Our Patrons
Professor James Belich
Beit Professor of Commonwealth History
Fellow of Balliol College and Director of the Global History Centre Oxford University
An acknowledged specialist on the history of New Zealand in a global context his books include a two-volume history of New Zealand, Making Peoples (1996) and Paradise Reforged (2001), as well as The New Zealand Wars (1986), which became a television documentary series.
More recently his work at Oxford has turned to the comparative history of settler societies and their relations with indigenous peoples, an interest which produced Replenishing the Earth: The Settler Revolution and the Rise of the Anglo-world.
His current research interests are becoming increasingly diverse. They continue to include settler societies, imperialism and racial ideas, but now extend to global history and the origins of European expansionism in the late medieval and early modern eras.

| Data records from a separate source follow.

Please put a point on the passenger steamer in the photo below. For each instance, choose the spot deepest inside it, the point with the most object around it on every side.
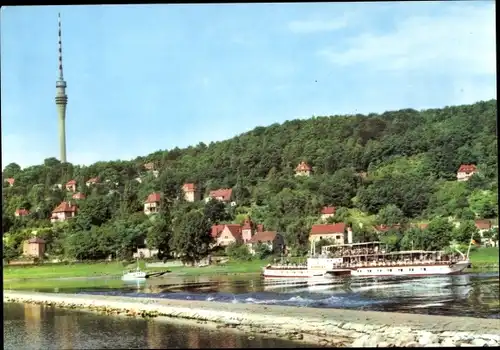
(370, 260)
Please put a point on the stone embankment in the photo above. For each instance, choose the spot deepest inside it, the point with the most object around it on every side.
(324, 327)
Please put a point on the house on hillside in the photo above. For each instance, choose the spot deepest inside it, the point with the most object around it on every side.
(79, 196)
(223, 194)
(335, 232)
(303, 169)
(151, 169)
(152, 203)
(92, 181)
(384, 228)
(466, 171)
(149, 166)
(21, 212)
(191, 192)
(327, 212)
(226, 234)
(272, 239)
(71, 186)
(483, 225)
(34, 248)
(63, 212)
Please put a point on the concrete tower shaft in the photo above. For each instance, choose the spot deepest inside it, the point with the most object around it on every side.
(61, 101)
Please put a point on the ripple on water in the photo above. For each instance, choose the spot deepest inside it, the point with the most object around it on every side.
(468, 294)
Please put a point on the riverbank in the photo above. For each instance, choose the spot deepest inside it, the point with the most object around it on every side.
(482, 259)
(110, 269)
(326, 327)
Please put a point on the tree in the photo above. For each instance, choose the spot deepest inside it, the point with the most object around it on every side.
(215, 212)
(390, 215)
(239, 252)
(462, 233)
(192, 237)
(484, 203)
(438, 234)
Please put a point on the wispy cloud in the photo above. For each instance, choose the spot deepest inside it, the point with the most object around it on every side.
(314, 26)
(461, 39)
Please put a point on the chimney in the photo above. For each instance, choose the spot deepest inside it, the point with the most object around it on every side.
(349, 235)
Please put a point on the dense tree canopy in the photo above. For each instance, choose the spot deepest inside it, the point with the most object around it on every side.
(395, 167)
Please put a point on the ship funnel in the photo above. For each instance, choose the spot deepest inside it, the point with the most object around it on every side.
(349, 235)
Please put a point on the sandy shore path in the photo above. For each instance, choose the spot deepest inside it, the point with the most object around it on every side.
(323, 326)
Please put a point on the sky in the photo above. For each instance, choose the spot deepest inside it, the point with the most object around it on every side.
(147, 77)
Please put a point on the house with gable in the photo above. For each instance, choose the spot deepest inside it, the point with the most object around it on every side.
(465, 172)
(191, 192)
(71, 186)
(334, 232)
(78, 196)
(151, 169)
(273, 240)
(92, 181)
(152, 203)
(63, 212)
(303, 169)
(21, 212)
(327, 212)
(223, 194)
(226, 234)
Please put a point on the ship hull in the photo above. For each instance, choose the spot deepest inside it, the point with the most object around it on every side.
(415, 270)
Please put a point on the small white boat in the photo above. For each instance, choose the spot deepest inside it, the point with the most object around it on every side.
(133, 275)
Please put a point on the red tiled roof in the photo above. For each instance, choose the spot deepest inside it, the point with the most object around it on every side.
(93, 180)
(154, 198)
(22, 212)
(328, 210)
(216, 230)
(235, 230)
(65, 207)
(79, 195)
(483, 224)
(328, 228)
(467, 168)
(266, 236)
(385, 228)
(225, 193)
(189, 187)
(303, 166)
(36, 240)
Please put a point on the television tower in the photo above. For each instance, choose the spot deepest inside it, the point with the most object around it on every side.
(61, 101)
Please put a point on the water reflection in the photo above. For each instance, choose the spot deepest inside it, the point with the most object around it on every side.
(42, 327)
(467, 294)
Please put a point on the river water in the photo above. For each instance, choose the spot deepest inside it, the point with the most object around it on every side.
(475, 295)
(42, 327)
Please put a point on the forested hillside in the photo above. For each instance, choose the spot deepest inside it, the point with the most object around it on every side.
(385, 168)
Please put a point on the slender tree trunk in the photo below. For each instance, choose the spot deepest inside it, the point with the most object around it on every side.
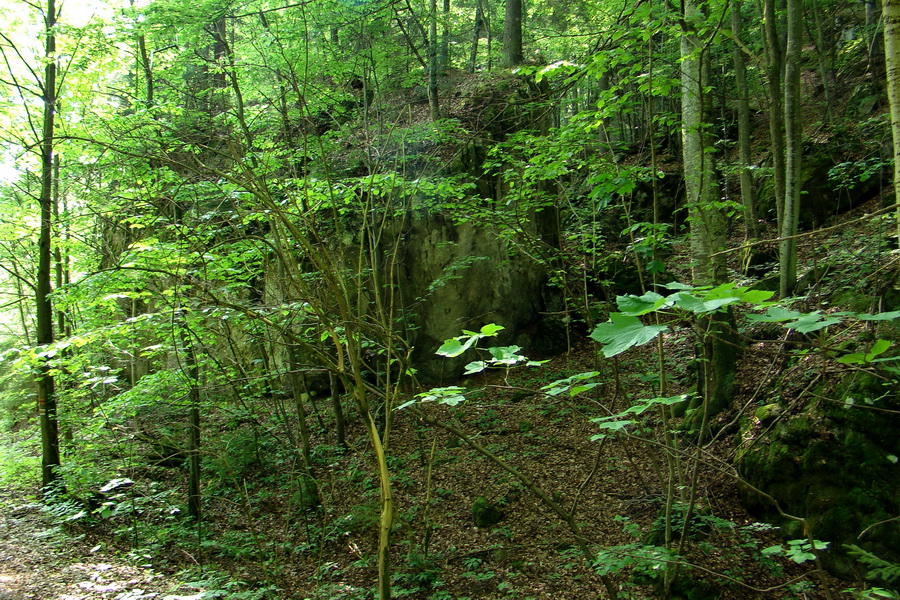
(476, 35)
(707, 223)
(776, 105)
(748, 199)
(794, 130)
(433, 59)
(445, 38)
(824, 57)
(43, 309)
(512, 35)
(891, 11)
(193, 374)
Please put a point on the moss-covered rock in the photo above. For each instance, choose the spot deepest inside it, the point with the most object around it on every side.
(835, 465)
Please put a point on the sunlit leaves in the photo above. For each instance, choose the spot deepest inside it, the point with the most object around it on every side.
(623, 332)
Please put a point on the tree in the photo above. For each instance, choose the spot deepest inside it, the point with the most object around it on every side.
(891, 11)
(707, 222)
(745, 157)
(794, 151)
(46, 381)
(512, 34)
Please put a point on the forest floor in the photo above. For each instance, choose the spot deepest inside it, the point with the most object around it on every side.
(41, 561)
(258, 532)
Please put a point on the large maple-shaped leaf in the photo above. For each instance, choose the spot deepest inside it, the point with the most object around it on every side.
(622, 332)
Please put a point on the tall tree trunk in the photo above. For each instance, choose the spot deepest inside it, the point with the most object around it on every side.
(707, 222)
(748, 198)
(512, 35)
(433, 58)
(824, 57)
(794, 129)
(193, 374)
(444, 64)
(891, 11)
(43, 309)
(776, 103)
(476, 35)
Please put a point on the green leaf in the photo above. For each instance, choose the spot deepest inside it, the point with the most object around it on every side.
(640, 305)
(623, 332)
(889, 316)
(775, 314)
(678, 286)
(451, 348)
(813, 321)
(756, 296)
(475, 367)
(491, 329)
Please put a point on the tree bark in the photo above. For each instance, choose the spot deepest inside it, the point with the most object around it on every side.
(512, 35)
(776, 106)
(707, 223)
(748, 199)
(43, 306)
(433, 58)
(476, 35)
(794, 151)
(891, 12)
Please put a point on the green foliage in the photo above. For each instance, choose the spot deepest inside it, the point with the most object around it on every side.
(877, 568)
(799, 551)
(624, 330)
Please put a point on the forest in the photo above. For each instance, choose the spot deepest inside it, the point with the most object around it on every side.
(457, 300)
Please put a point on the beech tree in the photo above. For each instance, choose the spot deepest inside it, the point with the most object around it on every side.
(891, 11)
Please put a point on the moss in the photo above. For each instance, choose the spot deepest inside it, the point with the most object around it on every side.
(768, 413)
(485, 513)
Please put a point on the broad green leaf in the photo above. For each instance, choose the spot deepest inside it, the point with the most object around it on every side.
(756, 296)
(491, 329)
(775, 314)
(640, 305)
(889, 316)
(475, 367)
(856, 358)
(813, 321)
(453, 347)
(682, 287)
(700, 306)
(623, 332)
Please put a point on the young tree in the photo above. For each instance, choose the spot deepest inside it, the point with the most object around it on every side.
(744, 155)
(891, 11)
(794, 151)
(512, 35)
(707, 223)
(46, 382)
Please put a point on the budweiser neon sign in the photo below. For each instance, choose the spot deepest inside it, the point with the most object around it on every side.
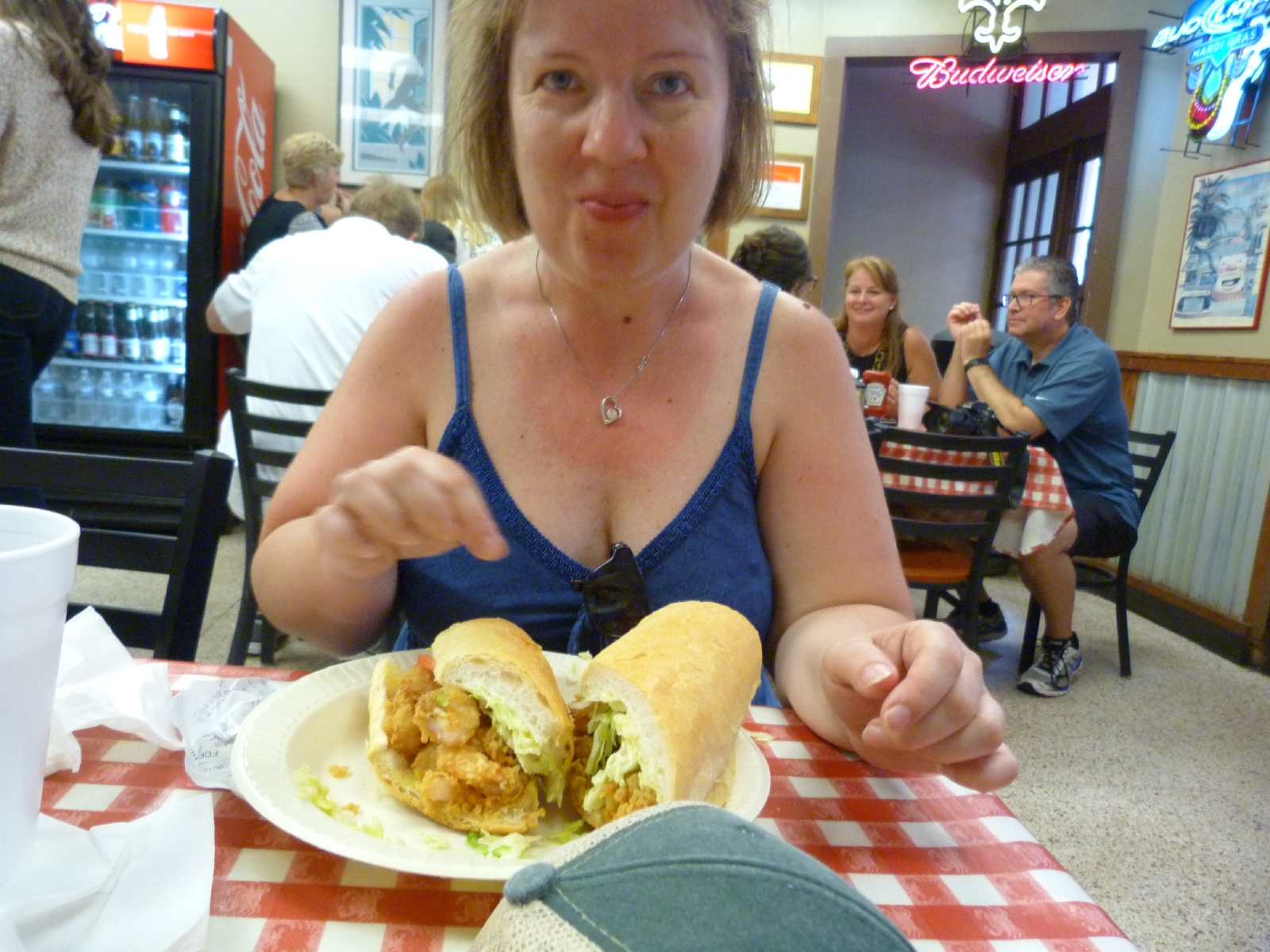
(949, 71)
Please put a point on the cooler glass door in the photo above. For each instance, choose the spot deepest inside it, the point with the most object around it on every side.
(122, 365)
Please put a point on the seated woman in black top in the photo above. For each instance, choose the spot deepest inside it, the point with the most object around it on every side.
(876, 336)
(311, 165)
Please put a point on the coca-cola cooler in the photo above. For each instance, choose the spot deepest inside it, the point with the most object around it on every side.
(139, 370)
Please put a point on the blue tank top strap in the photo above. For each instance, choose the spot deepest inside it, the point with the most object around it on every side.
(755, 357)
(459, 338)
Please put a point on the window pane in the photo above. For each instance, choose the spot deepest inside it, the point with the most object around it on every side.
(1089, 192)
(1086, 83)
(1047, 219)
(1056, 97)
(1080, 251)
(1016, 213)
(1034, 95)
(1030, 213)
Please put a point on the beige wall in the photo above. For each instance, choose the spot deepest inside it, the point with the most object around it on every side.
(302, 37)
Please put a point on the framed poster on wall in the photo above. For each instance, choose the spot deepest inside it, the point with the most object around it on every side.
(793, 88)
(1222, 274)
(391, 88)
(787, 188)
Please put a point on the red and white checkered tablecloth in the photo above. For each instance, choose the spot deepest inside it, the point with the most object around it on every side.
(952, 869)
(1045, 488)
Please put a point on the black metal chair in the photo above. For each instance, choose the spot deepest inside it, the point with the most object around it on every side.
(181, 543)
(945, 539)
(260, 474)
(1096, 577)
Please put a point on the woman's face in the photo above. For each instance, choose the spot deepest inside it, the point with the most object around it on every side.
(620, 124)
(867, 301)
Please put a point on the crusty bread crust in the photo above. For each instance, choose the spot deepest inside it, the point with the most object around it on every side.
(686, 674)
(397, 776)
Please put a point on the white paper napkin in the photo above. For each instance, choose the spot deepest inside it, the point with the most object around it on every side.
(143, 886)
(101, 685)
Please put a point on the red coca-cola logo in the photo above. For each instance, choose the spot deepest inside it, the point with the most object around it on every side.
(249, 143)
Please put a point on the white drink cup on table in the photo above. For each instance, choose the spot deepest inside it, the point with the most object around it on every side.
(38, 551)
(912, 405)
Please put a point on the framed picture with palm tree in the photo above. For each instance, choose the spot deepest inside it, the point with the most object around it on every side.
(1222, 274)
(391, 88)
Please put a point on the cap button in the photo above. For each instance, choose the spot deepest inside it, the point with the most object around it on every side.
(531, 882)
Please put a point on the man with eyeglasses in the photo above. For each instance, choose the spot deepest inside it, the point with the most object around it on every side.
(1060, 382)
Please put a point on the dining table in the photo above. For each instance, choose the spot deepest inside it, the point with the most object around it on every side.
(952, 867)
(1045, 505)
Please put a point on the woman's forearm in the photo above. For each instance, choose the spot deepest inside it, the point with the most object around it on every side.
(302, 593)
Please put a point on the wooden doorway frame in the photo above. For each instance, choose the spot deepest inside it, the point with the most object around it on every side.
(1105, 245)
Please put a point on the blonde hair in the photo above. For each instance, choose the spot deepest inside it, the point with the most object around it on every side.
(391, 203)
(306, 155)
(883, 272)
(442, 200)
(479, 122)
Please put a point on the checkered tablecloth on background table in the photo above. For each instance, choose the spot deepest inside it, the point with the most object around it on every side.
(1045, 509)
(952, 867)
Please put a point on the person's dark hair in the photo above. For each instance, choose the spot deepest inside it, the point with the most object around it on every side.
(1060, 278)
(479, 124)
(775, 254)
(391, 203)
(79, 63)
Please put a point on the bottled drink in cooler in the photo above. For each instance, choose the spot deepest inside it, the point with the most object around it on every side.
(175, 141)
(133, 121)
(177, 336)
(107, 336)
(86, 321)
(86, 399)
(173, 209)
(156, 344)
(175, 403)
(152, 133)
(130, 333)
(150, 410)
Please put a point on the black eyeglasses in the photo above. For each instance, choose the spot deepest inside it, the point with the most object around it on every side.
(614, 597)
(1026, 300)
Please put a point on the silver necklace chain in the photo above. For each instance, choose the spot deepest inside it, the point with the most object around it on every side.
(609, 409)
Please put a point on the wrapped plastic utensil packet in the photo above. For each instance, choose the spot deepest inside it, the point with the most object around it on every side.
(209, 715)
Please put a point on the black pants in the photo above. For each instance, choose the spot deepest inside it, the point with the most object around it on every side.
(33, 321)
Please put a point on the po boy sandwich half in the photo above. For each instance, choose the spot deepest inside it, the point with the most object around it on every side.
(471, 743)
(660, 711)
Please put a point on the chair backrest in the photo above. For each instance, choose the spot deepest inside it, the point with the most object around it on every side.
(260, 467)
(1153, 461)
(924, 497)
(186, 552)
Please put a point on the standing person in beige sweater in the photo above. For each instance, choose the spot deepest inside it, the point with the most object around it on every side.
(56, 114)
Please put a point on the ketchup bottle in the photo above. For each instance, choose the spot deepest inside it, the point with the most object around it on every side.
(876, 393)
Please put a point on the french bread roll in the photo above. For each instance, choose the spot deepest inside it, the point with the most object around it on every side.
(679, 685)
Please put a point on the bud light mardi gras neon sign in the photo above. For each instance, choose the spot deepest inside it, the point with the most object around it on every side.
(1226, 63)
(949, 71)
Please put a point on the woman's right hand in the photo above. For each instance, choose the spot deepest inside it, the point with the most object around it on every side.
(410, 505)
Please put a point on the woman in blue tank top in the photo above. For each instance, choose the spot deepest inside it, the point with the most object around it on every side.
(601, 380)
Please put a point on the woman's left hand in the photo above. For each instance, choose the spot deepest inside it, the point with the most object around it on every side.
(912, 698)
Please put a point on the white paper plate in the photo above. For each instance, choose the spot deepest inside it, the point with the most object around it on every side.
(321, 721)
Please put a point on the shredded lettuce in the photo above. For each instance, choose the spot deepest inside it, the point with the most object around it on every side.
(529, 753)
(571, 831)
(624, 758)
(510, 847)
(314, 791)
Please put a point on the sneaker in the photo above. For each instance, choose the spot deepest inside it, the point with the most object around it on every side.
(992, 622)
(1052, 674)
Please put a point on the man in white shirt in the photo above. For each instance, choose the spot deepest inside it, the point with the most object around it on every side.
(308, 300)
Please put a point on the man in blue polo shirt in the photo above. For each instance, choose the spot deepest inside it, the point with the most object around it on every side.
(1057, 381)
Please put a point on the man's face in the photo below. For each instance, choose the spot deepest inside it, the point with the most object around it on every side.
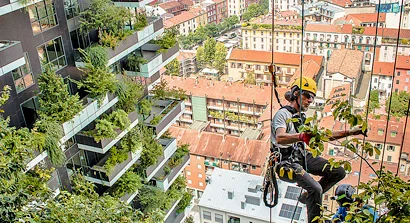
(307, 99)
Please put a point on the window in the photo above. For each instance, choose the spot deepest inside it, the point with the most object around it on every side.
(42, 16)
(71, 8)
(22, 76)
(292, 193)
(219, 218)
(207, 215)
(287, 210)
(52, 53)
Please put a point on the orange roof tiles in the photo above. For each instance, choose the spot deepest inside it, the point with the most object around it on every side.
(227, 147)
(218, 90)
(369, 17)
(265, 57)
(346, 62)
(383, 68)
(403, 62)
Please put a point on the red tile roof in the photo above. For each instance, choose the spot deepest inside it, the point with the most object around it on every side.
(403, 62)
(215, 145)
(369, 17)
(218, 89)
(383, 68)
(265, 57)
(346, 62)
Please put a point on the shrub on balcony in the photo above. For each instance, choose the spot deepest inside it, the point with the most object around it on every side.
(184, 202)
(134, 61)
(130, 182)
(98, 81)
(55, 100)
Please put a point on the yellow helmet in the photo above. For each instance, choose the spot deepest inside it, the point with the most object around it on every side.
(308, 84)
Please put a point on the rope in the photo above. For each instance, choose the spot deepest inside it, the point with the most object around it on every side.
(371, 82)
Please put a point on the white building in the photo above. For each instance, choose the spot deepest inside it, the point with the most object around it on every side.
(232, 196)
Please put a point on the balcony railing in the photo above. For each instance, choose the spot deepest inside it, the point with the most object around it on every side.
(98, 174)
(92, 109)
(11, 56)
(156, 61)
(171, 110)
(169, 147)
(164, 182)
(132, 42)
(88, 143)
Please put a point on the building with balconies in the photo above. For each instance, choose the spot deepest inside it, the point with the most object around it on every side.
(43, 34)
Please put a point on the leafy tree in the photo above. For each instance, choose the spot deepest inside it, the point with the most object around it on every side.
(200, 57)
(398, 104)
(374, 100)
(55, 100)
(209, 50)
(173, 67)
(220, 57)
(250, 78)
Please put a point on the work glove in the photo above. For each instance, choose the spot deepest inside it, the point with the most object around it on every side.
(305, 137)
(358, 131)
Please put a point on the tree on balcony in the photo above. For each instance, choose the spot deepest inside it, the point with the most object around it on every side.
(55, 101)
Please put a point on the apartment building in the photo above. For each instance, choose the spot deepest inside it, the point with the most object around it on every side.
(187, 21)
(236, 197)
(242, 63)
(321, 11)
(282, 5)
(210, 151)
(187, 62)
(47, 33)
(230, 108)
(322, 39)
(287, 35)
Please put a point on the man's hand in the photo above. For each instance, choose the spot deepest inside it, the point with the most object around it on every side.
(305, 137)
(357, 131)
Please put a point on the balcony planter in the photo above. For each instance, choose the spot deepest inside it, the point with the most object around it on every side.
(98, 173)
(169, 147)
(156, 61)
(170, 110)
(164, 182)
(89, 113)
(132, 42)
(88, 143)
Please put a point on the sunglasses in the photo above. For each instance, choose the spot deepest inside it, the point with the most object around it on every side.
(308, 95)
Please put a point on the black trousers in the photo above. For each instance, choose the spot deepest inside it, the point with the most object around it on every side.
(315, 188)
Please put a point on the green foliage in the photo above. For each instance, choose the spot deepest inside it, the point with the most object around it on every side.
(140, 21)
(374, 100)
(173, 67)
(250, 78)
(98, 81)
(253, 11)
(200, 57)
(151, 148)
(220, 57)
(184, 202)
(398, 104)
(97, 56)
(134, 61)
(55, 101)
(51, 135)
(155, 120)
(209, 50)
(104, 129)
(116, 156)
(145, 107)
(128, 92)
(119, 118)
(130, 182)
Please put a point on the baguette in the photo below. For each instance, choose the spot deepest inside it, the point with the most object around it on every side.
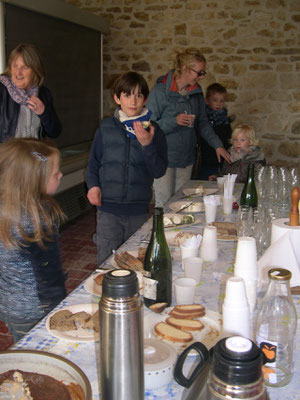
(185, 324)
(171, 333)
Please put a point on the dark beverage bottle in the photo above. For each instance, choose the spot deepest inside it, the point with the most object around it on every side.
(157, 265)
(249, 193)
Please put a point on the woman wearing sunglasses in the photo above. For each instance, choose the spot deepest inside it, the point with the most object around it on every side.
(178, 106)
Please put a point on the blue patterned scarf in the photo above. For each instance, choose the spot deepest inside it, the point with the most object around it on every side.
(20, 96)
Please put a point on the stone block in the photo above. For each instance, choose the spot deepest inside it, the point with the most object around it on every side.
(290, 149)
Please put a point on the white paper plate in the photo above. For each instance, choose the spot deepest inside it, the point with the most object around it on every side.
(80, 335)
(209, 335)
(193, 191)
(193, 208)
(91, 286)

James gave the George Macaulay Trevelyan (2014) at Cambridge on The Black Death and the spread of Europe; Plagues, Trades and West Eurasion expansion, 1346 - 1800.
Hugh Pym
British Journalist and Author
Health Editor for BBC News
Educated at Oxford University. Hugh is the Health Editor for BBC News. A financial and political journalist Hugh started out at Viking Radio, Hull and went on to be one of the leading commentators on the banking crisis and the British economic recession. Hugh has published four books; What Happened? And Other Questions About the Credit Crunch (co-authored with Nick Kochan), Gordon Brown’s First Year in Office as Chancellor of the Exchequer (also co-written with Nick Kochan). In the 2001 General Election Pym stood as Liberal Democrat parliamentary candidate in the North Wiltshire constituency. His latest book is Inside the Banking Crisis (published by Bloomsbury 2014).
Hugh has worked with us on Memory Bank: Hull. And launched the inaugural performance of The Vote - both highly valued by health care professionals for dementia and well being purposes.
Bill Emmott
Award winning journalist and editor
The Economist, Times, Prospect, Financial Times, La Stampa, Nikkei Business.
Bill is an award winning journalist, editor-in-chief of The Economist magazine from 1993 to 2006 and the author of 13 books, mainly on Japan, Asia and Italy. “The Sun Also Sets: the limits to Japan’s economic power”, sold over 300,000 copies. Bill was narrator and co-author with the director Annalisa Piras, of a documentary film about Italy’s 20-year decline, Girlfriend in a Coma, in 2013 and then executive producer of a documentary directed and written by Annalisa, “The Great European Disaster Movie”, in 2015. He is a founder of the Wake Up Foundation dedicated to debating the future of Europe and has recently published the Fate of the West (2017).
Bill writes for The Times, Prospect and the Financial Times in Britain, La Stampa in Italy, Nikkei Business in Japan and is a member of the advisory board of the Reuters Institute for the Study of Journalism in Oxford. He has honorary degrees from Warwick and City universities in Britain and Northwestern University in America, and is an honorary fellow of Magdalen College, Oxford.
Derek O’Connor
Highly experienced brand specialist, graphic artist and musician
OrchardPark, Interbrand
Derek O’Connor is a world class graphic designer based in New York. Born and raised in Hull, England, Derek has vast experience in several fields; the most valuable to us at The History Troupe is showing how to make it to the very top.
Dr Nahro Zagros
Vice President for Soran University, Kurdistan
Vice President for Soran University, Kurdistan. Nahro is an accomplished violinist and musicologist with a keen interest in the music of the Middle East and fusion with Western traditions.
Angelica Gray
Author and Artist
Gardens of Marrakesh
A graduate of St Andrews and Bristol Universities, Angelica has a strong background in the arts and has written Gardens of Marrakesh.